Według jednej z organizacji pozarządowych szacujących liczebność demonstracji, na proteście zorganizowanym w Moskwie przez Komunistyczną Partię Federacji Rosyjskiej (KPRF) zebrało się ok. 9 tysięcy ludzi; policja twierdzi, że było 6 tysięcy.

Wiele osób niosło czerwone flagi i transparenty. Na wielkim transparencie widniał napis "Nie ufamy Jednej Rosji"; chodzi o putinowską partię rządzącą. "Dziś prowadzimy ogólnorosyjski protest przeciwko tej kanibalistycznej reformie" - oświadczył przywódca KPRF Giennadij Ziuganow.

Kolejne 1,5 tysiąca protestujących przeciwko reformie emerytalnej zgromadziła w Moskwie demonstracja zorganizowana przez partię Sprawiedliwa Rosja.

Media informują też o manifestacjach w jeszcze co najmniej kilkunastu miastach Rosji, w tym w Petersburgu, a także we Władywostoku na Dalekim Wschodzie, w Symferopolu na zaanektowanym przez Rosję Krymie, w Omsku, Barnaule i Nowosybirsku na Syberii.

Agencje piszą, że władze wydały zezwolenie na te zgromadzenia.

Od czasu ogłoszenia przez rząd w połowie czerwca niepopularnej decyzji o podniesieniu wieku emerytalnego, w Rosji odbyło się wiele protestów i pikiet. Z sondażu niezależnego ośrodka Centrum Lewady wynika, że ok. 90 proc. Rosjan jest przeciwnych podniesieniu wieku emerytalnego. Zapowiedź ta mocno obniżyła też notowania prezydenta.
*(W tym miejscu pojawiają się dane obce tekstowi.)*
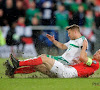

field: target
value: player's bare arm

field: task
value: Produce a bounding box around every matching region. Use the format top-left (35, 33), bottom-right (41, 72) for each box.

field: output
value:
top-left (46, 34), bottom-right (67, 50)
top-left (79, 40), bottom-right (88, 63)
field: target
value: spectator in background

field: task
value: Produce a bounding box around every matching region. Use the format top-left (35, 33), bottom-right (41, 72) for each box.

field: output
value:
top-left (73, 4), bottom-right (85, 27)
top-left (3, 0), bottom-right (17, 26)
top-left (32, 17), bottom-right (42, 54)
top-left (55, 5), bottom-right (69, 29)
top-left (17, 17), bottom-right (25, 27)
top-left (16, 0), bottom-right (25, 18)
top-left (81, 10), bottom-right (96, 55)
top-left (0, 9), bottom-right (4, 26)
top-left (94, 0), bottom-right (100, 29)
top-left (6, 22), bottom-right (19, 53)
top-left (26, 1), bottom-right (40, 26)
top-left (0, 0), bottom-right (3, 8)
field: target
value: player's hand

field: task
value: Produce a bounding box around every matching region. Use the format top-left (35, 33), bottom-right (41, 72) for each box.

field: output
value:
top-left (46, 34), bottom-right (55, 42)
top-left (73, 59), bottom-right (81, 64)
top-left (83, 40), bottom-right (88, 49)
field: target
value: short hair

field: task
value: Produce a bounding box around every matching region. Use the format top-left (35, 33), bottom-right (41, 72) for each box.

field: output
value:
top-left (66, 24), bottom-right (80, 32)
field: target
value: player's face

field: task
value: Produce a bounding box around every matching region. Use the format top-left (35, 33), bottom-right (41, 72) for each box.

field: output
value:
top-left (68, 29), bottom-right (75, 40)
top-left (93, 49), bottom-right (100, 61)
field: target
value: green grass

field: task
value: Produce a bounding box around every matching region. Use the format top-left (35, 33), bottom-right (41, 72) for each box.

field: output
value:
top-left (0, 58), bottom-right (100, 90)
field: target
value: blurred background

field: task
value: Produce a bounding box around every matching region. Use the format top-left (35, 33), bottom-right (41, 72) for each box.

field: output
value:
top-left (0, 0), bottom-right (100, 58)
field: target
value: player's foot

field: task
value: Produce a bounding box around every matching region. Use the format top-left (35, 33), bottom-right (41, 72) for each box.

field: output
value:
top-left (10, 54), bottom-right (19, 69)
top-left (4, 60), bottom-right (15, 78)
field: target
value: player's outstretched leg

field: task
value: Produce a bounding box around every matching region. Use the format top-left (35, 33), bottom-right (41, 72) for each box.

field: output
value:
top-left (10, 54), bottom-right (55, 70)
top-left (10, 54), bottom-right (19, 69)
top-left (4, 60), bottom-right (15, 78)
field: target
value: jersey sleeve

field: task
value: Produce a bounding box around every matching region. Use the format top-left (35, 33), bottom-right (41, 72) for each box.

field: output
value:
top-left (64, 41), bottom-right (70, 47)
top-left (91, 60), bottom-right (99, 71)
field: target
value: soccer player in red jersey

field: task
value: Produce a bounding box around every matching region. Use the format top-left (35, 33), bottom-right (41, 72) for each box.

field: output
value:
top-left (6, 40), bottom-right (100, 78)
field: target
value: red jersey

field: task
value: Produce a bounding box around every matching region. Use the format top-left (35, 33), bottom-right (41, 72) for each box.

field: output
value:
top-left (73, 59), bottom-right (99, 77)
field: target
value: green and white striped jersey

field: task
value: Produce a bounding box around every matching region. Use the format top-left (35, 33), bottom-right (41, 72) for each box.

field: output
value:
top-left (62, 36), bottom-right (87, 65)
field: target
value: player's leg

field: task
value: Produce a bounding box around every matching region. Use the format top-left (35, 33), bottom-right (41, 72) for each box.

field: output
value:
top-left (50, 61), bottom-right (78, 78)
top-left (14, 66), bottom-right (36, 74)
top-left (10, 54), bottom-right (55, 70)
top-left (34, 64), bottom-right (57, 78)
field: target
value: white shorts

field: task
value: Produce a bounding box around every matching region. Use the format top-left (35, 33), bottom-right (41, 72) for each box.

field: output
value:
top-left (50, 60), bottom-right (78, 78)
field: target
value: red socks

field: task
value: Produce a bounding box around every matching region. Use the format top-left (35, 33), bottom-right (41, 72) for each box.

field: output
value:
top-left (19, 57), bottom-right (43, 66)
top-left (14, 66), bottom-right (35, 74)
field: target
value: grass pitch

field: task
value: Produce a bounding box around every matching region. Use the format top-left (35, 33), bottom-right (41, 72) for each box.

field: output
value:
top-left (0, 58), bottom-right (100, 90)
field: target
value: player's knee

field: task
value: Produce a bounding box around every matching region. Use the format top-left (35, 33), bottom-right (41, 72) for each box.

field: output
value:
top-left (40, 54), bottom-right (47, 61)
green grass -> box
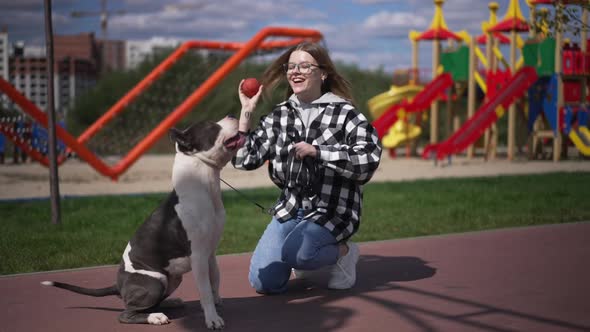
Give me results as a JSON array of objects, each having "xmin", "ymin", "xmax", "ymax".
[{"xmin": 0, "ymin": 173, "xmax": 590, "ymax": 275}]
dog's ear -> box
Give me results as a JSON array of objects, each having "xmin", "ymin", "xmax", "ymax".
[{"xmin": 168, "ymin": 128, "xmax": 191, "ymax": 151}]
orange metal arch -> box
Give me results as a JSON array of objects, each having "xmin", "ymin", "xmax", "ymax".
[{"xmin": 0, "ymin": 27, "xmax": 323, "ymax": 180}]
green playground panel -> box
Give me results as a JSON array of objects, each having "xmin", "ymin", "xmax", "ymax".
[
  {"xmin": 522, "ymin": 38, "xmax": 555, "ymax": 76},
  {"xmin": 440, "ymin": 45, "xmax": 469, "ymax": 81}
]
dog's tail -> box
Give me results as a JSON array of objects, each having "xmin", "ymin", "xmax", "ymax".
[{"xmin": 41, "ymin": 281, "xmax": 119, "ymax": 297}]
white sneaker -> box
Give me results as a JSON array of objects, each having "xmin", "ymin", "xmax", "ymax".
[
  {"xmin": 291, "ymin": 269, "xmax": 309, "ymax": 279},
  {"xmin": 328, "ymin": 242, "xmax": 360, "ymax": 289}
]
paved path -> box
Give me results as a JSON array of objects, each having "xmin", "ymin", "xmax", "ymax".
[{"xmin": 0, "ymin": 222, "xmax": 590, "ymax": 332}]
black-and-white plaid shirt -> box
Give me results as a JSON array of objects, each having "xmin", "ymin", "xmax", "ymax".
[{"xmin": 232, "ymin": 93, "xmax": 381, "ymax": 241}]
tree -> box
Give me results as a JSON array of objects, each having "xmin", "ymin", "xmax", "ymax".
[{"xmin": 530, "ymin": 0, "xmax": 590, "ymax": 36}]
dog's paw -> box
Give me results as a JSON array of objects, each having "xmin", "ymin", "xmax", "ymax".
[
  {"xmin": 205, "ymin": 314, "xmax": 225, "ymax": 330},
  {"xmin": 148, "ymin": 312, "xmax": 170, "ymax": 325}
]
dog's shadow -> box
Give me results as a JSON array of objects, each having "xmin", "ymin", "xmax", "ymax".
[{"xmin": 169, "ymin": 255, "xmax": 436, "ymax": 332}]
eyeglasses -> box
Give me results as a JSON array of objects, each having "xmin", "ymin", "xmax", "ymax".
[{"xmin": 283, "ymin": 62, "xmax": 322, "ymax": 74}]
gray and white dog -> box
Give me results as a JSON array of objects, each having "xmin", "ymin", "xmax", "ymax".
[{"xmin": 42, "ymin": 116, "xmax": 244, "ymax": 329}]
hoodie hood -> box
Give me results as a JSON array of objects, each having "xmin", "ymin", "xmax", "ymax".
[{"xmin": 287, "ymin": 92, "xmax": 349, "ymax": 108}]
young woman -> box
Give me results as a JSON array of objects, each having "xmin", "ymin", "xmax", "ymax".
[{"xmin": 232, "ymin": 43, "xmax": 381, "ymax": 294}]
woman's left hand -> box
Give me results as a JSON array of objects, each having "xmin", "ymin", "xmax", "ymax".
[{"xmin": 293, "ymin": 142, "xmax": 317, "ymax": 159}]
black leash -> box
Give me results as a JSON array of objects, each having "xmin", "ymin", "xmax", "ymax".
[{"xmin": 219, "ymin": 178, "xmax": 272, "ymax": 216}]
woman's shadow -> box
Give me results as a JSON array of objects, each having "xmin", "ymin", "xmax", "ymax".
[{"xmin": 170, "ymin": 255, "xmax": 436, "ymax": 332}]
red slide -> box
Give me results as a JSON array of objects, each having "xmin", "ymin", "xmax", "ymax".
[
  {"xmin": 422, "ymin": 67, "xmax": 537, "ymax": 160},
  {"xmin": 373, "ymin": 73, "xmax": 453, "ymax": 138}
]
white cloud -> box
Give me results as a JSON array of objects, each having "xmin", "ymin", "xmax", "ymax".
[{"xmin": 363, "ymin": 11, "xmax": 429, "ymax": 36}]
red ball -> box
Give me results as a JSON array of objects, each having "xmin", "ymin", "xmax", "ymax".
[{"xmin": 242, "ymin": 77, "xmax": 260, "ymax": 98}]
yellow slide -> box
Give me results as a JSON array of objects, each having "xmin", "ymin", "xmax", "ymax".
[
  {"xmin": 381, "ymin": 119, "xmax": 422, "ymax": 149},
  {"xmin": 569, "ymin": 126, "xmax": 590, "ymax": 156},
  {"xmin": 367, "ymin": 84, "xmax": 424, "ymax": 119}
]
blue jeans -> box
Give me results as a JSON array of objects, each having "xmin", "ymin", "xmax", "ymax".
[{"xmin": 248, "ymin": 210, "xmax": 338, "ymax": 294}]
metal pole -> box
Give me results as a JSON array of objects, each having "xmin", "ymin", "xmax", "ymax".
[{"xmin": 45, "ymin": 0, "xmax": 61, "ymax": 225}]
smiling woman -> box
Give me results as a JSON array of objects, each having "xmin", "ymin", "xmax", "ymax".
[{"xmin": 233, "ymin": 43, "xmax": 381, "ymax": 294}]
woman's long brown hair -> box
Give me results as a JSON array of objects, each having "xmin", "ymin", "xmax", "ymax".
[{"xmin": 262, "ymin": 42, "xmax": 353, "ymax": 103}]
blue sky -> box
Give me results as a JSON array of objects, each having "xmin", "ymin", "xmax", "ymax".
[{"xmin": 0, "ymin": 0, "xmax": 556, "ymax": 71}]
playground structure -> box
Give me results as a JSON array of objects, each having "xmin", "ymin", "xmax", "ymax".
[
  {"xmin": 0, "ymin": 27, "xmax": 323, "ymax": 180},
  {"xmin": 369, "ymin": 0, "xmax": 590, "ymax": 161}
]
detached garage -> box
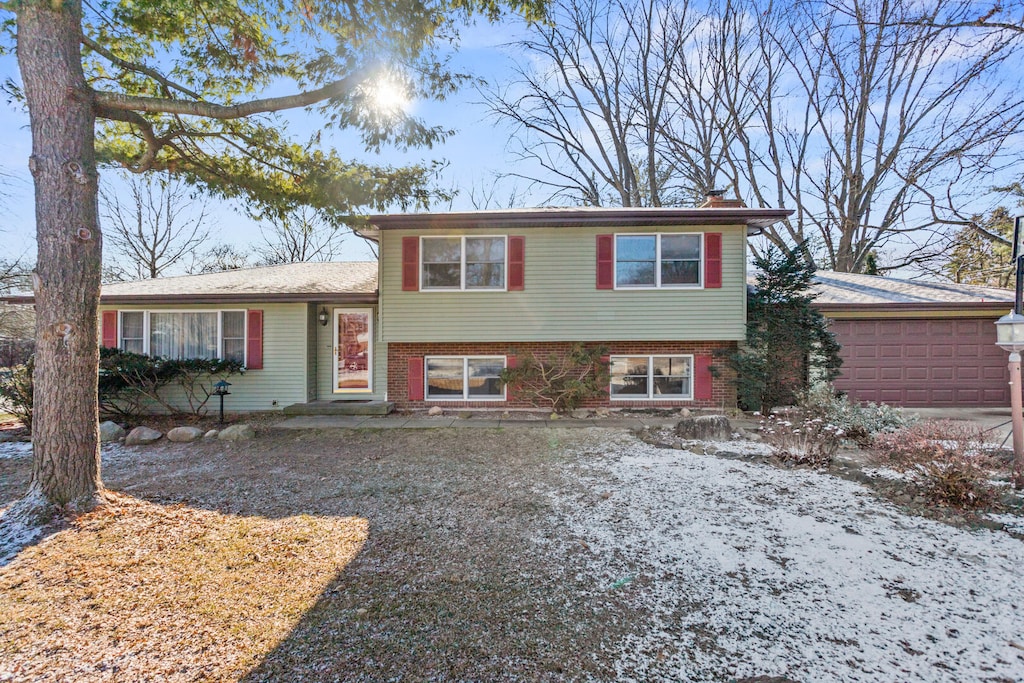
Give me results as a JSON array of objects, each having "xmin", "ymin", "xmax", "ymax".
[{"xmin": 814, "ymin": 271, "xmax": 1014, "ymax": 408}]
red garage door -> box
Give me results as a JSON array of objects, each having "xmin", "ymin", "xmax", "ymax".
[{"xmin": 831, "ymin": 318, "xmax": 1010, "ymax": 407}]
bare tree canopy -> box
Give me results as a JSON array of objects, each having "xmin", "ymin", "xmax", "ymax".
[
  {"xmin": 186, "ymin": 243, "xmax": 254, "ymax": 275},
  {"xmin": 0, "ymin": 0, "xmax": 544, "ymax": 521},
  {"xmin": 257, "ymin": 207, "xmax": 350, "ymax": 265},
  {"xmin": 489, "ymin": 0, "xmax": 1024, "ymax": 271},
  {"xmin": 99, "ymin": 174, "xmax": 210, "ymax": 279}
]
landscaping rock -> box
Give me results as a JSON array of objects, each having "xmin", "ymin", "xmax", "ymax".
[
  {"xmin": 217, "ymin": 424, "xmax": 256, "ymax": 441},
  {"xmin": 125, "ymin": 427, "xmax": 164, "ymax": 445},
  {"xmin": 99, "ymin": 420, "xmax": 126, "ymax": 443},
  {"xmin": 167, "ymin": 427, "xmax": 203, "ymax": 443},
  {"xmin": 676, "ymin": 415, "xmax": 732, "ymax": 441}
]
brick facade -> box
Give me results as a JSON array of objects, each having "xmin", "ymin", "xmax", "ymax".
[{"xmin": 387, "ymin": 341, "xmax": 736, "ymax": 411}]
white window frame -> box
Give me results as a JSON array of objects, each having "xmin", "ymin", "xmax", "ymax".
[
  {"xmin": 611, "ymin": 232, "xmax": 706, "ymax": 292},
  {"xmin": 118, "ymin": 308, "xmax": 249, "ymax": 367},
  {"xmin": 608, "ymin": 353, "xmax": 695, "ymax": 401},
  {"xmin": 418, "ymin": 234, "xmax": 509, "ymax": 290},
  {"xmin": 423, "ymin": 355, "xmax": 508, "ymax": 402}
]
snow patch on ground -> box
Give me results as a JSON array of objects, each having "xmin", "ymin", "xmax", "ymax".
[
  {"xmin": 554, "ymin": 435, "xmax": 1024, "ymax": 682},
  {"xmin": 0, "ymin": 441, "xmax": 32, "ymax": 460},
  {"xmin": 986, "ymin": 514, "xmax": 1024, "ymax": 533},
  {"xmin": 0, "ymin": 494, "xmax": 45, "ymax": 567}
]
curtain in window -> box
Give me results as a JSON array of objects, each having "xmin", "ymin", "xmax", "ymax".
[
  {"xmin": 220, "ymin": 310, "xmax": 246, "ymax": 362},
  {"xmin": 150, "ymin": 311, "xmax": 217, "ymax": 358},
  {"xmin": 121, "ymin": 310, "xmax": 145, "ymax": 353}
]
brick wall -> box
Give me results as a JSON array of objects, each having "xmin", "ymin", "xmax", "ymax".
[{"xmin": 387, "ymin": 341, "xmax": 736, "ymax": 411}]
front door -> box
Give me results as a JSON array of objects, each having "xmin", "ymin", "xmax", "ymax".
[{"xmin": 334, "ymin": 308, "xmax": 374, "ymax": 393}]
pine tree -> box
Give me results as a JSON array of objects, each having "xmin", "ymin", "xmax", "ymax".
[{"xmin": 728, "ymin": 244, "xmax": 843, "ymax": 413}]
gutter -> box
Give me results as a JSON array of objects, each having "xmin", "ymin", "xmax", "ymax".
[{"xmin": 0, "ymin": 292, "xmax": 379, "ymax": 306}]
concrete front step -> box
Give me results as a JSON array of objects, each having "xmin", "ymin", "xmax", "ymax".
[{"xmin": 283, "ymin": 400, "xmax": 394, "ymax": 415}]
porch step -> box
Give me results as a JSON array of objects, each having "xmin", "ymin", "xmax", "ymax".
[{"xmin": 282, "ymin": 400, "xmax": 394, "ymax": 415}]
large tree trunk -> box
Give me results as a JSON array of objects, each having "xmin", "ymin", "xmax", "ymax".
[{"xmin": 17, "ymin": 0, "xmax": 102, "ymax": 510}]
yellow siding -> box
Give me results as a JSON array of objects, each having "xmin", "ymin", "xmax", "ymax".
[
  {"xmin": 100, "ymin": 303, "xmax": 308, "ymax": 413},
  {"xmin": 380, "ymin": 225, "xmax": 746, "ymax": 342}
]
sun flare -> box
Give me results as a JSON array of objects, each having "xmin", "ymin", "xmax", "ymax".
[{"xmin": 369, "ymin": 77, "xmax": 413, "ymax": 117}]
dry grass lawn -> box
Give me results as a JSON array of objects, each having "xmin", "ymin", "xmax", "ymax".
[
  {"xmin": 0, "ymin": 496, "xmax": 368, "ymax": 681},
  {"xmin": 0, "ymin": 430, "xmax": 627, "ymax": 681}
]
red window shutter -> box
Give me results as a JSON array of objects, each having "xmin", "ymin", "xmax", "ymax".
[
  {"xmin": 401, "ymin": 237, "xmax": 420, "ymax": 292},
  {"xmin": 101, "ymin": 310, "xmax": 118, "ymax": 348},
  {"xmin": 693, "ymin": 355, "xmax": 713, "ymax": 400},
  {"xmin": 246, "ymin": 309, "xmax": 263, "ymax": 370},
  {"xmin": 509, "ymin": 237, "xmax": 526, "ymax": 292},
  {"xmin": 408, "ymin": 355, "xmax": 423, "ymax": 400},
  {"xmin": 597, "ymin": 234, "xmax": 615, "ymax": 290},
  {"xmin": 705, "ymin": 232, "xmax": 722, "ymax": 289}
]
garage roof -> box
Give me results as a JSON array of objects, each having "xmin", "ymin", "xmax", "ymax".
[{"xmin": 813, "ymin": 270, "xmax": 1014, "ymax": 310}]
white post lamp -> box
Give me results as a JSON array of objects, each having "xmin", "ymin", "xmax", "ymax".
[
  {"xmin": 995, "ymin": 311, "xmax": 1024, "ymax": 487},
  {"xmin": 995, "ymin": 216, "xmax": 1024, "ymax": 488}
]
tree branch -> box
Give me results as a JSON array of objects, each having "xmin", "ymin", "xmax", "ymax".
[
  {"xmin": 82, "ymin": 34, "xmax": 202, "ymax": 99},
  {"xmin": 95, "ymin": 67, "xmax": 373, "ymax": 120}
]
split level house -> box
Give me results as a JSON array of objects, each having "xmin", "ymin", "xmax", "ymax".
[{"xmin": 6, "ymin": 198, "xmax": 791, "ymax": 411}]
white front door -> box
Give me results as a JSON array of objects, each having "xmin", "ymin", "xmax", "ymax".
[{"xmin": 334, "ymin": 308, "xmax": 374, "ymax": 393}]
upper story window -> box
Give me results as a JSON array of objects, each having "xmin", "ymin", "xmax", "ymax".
[
  {"xmin": 615, "ymin": 233, "xmax": 702, "ymax": 289},
  {"xmin": 118, "ymin": 310, "xmax": 246, "ymax": 362},
  {"xmin": 420, "ymin": 237, "xmax": 506, "ymax": 290}
]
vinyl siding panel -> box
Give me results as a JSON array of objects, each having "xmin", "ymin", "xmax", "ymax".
[
  {"xmin": 313, "ymin": 305, "xmax": 387, "ymax": 400},
  {"xmin": 100, "ymin": 303, "xmax": 308, "ymax": 414},
  {"xmin": 379, "ymin": 225, "xmax": 746, "ymax": 342},
  {"xmin": 306, "ymin": 304, "xmax": 319, "ymax": 400}
]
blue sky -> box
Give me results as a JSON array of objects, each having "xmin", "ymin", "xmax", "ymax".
[{"xmin": 0, "ymin": 20, "xmax": 540, "ymax": 260}]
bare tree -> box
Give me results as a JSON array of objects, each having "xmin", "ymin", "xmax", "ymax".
[
  {"xmin": 485, "ymin": 0, "xmax": 708, "ymax": 206},
  {"xmin": 738, "ymin": 0, "xmax": 1024, "ymax": 272},
  {"xmin": 185, "ymin": 243, "xmax": 253, "ymax": 275},
  {"xmin": 258, "ymin": 207, "xmax": 345, "ymax": 265},
  {"xmin": 490, "ymin": 0, "xmax": 1024, "ymax": 272},
  {"xmin": 0, "ymin": 256, "xmax": 36, "ymax": 368},
  {"xmin": 99, "ymin": 175, "xmax": 210, "ymax": 279}
]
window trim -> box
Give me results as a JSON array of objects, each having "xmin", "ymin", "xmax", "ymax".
[
  {"xmin": 417, "ymin": 234, "xmax": 509, "ymax": 290},
  {"xmin": 611, "ymin": 232, "xmax": 707, "ymax": 292},
  {"xmin": 423, "ymin": 355, "xmax": 508, "ymax": 402},
  {"xmin": 608, "ymin": 353, "xmax": 696, "ymax": 402},
  {"xmin": 118, "ymin": 308, "xmax": 249, "ymax": 367}
]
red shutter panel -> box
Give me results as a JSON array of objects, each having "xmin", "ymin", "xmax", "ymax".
[
  {"xmin": 246, "ymin": 309, "xmax": 263, "ymax": 370},
  {"xmin": 509, "ymin": 237, "xmax": 526, "ymax": 292},
  {"xmin": 693, "ymin": 355, "xmax": 713, "ymax": 400},
  {"xmin": 401, "ymin": 238, "xmax": 420, "ymax": 292},
  {"xmin": 408, "ymin": 355, "xmax": 423, "ymax": 400},
  {"xmin": 597, "ymin": 234, "xmax": 615, "ymax": 290},
  {"xmin": 101, "ymin": 310, "xmax": 118, "ymax": 348},
  {"xmin": 705, "ymin": 232, "xmax": 722, "ymax": 289}
]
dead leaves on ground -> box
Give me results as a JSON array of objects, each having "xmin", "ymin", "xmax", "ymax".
[{"xmin": 0, "ymin": 496, "xmax": 369, "ymax": 681}]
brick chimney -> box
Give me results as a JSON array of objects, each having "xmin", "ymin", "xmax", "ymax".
[{"xmin": 700, "ymin": 189, "xmax": 746, "ymax": 209}]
Putin powiedział w środę w wystąpieniu telewizyjnym, że podniesienie wieku emerytalnego w Rosji jest nieuniknione. Zaproponował złagodzenie pierwotnych planów i podniesienie wieku emerytalnego dla kobiet nie do 63, lecz do 60 lat, zapowiedział szereg ulg dla przyszłych emerytów. Mężczyźni mają przechodzić na emerytury w wieku 65 lat. Obecnie wiek emerytalny dla kobiet to 55 lat, a dla mężczyzn - 60.

Putin przyznał, że zapowiadane zmiany "niepokoją ludzi". "Jest naturalne, że wszystkie siły polityczne, w tym oczywiście opozycyjne, będą wykorzystywać tę sytuację w celu autoreklamy i wzmocnienia swojej pozycji" - oświadczył.

Kolejne protesty przeciwko podniesieniu wieku emerytalnego, tym razem organizowane przez opozycyjnego lidera Aleksieja Nawalnego, zapowiedziano w Rosji na 9 września. Sam Nawalny został skazany 27 sierpnia na karę 30 dni aresztu administracyjnego, co uniemożliwi mu pokierowanie demonstracją.